Hacker News new | ask | show | jobs
by moocow01 4942 days ago
Maybe someone knows of a solution but it would be great if SVN/version control was able to store a standard formatted version of source code and then depending on client/user preferences could reformat the file accordingly on checkout and then also be able to factor in / unformat when doing diffs/checkins. I feel like if it could work like this it would mitigate a lot the inevitable battles that take place over small things like formatting/etc. There are obviously things like variable names that it wouldnt be able to solve but at least nobody would be complaining about where Joe put his curly bracket. I guess you can do something similar with an SVN hook but its hard to get a seamless process.
5 comments

What I've always found an intriguing idea is to store the abstract semantic graph of the program instead of (just) the text of the program in the revision control system. The source code could then be formatted / visualized in any way for the programmer while manipulating it. Kind of like a TeX, or CSS, but for source code. And I suppose it could also help with making sensible diffs, no longer need to be annoyed by addition of spaces / indentation / number of columns / etc.
"A language should be designed in terms of an abstract syntax and it should have, perhaps, several forms of concrete syntax: One which is easy to write and maybe quite abbreviated; another which is good to look at and maybe quite fancy, but after all, the computer is going to produce it; and another, which is easy to make computers manipulate."

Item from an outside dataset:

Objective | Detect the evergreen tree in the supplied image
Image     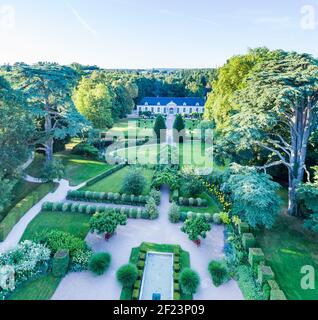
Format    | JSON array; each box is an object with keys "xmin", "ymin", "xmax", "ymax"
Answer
[{"xmin": 153, "ymin": 115, "xmax": 167, "ymax": 143}]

--John McCarthy, http://www.infoq.com/interviews/Steele-Interviews-John-McCar...

Coffee Script / JavaScript dualty?
This won't work, except for trivial codebases, I guess. Dean Whelton argued a similar thing once [1]. There are always things that resist automated formatting or that are downright destroyed when using it. I use Ctrl+Shift+F or Ctrl+E,D sparingly for that reason. Eclipse has a tendency to mangle Javadoc comments sometimes. Sometimes you're breaking a long method invocation or formula over multiple lines for readability and not exactly at the 80-char boundary, etc.

Of course, trivial things like braces on the same or next line or whitespace around operators are solvable that way, but in general, as long as source code is text (and it will remain that way for quite some time). What perpetuates this state is obviously that we have lots of tools that deal with text and very few that deal with more specialised content. In general I find this sad, though, as text is often neither easiest to work with nor most expressive, despite of what diehard Unix users say.

What would be really lovely in my eyes woul be a source control tool that actually understood its content and could say "order of parameters of that function was changed" or "method added", etc. It's sometimes astonishing how the pursuit of optimal diffs masks the intent of a change where an added method diff starts with the closing brace of the previous method, for example.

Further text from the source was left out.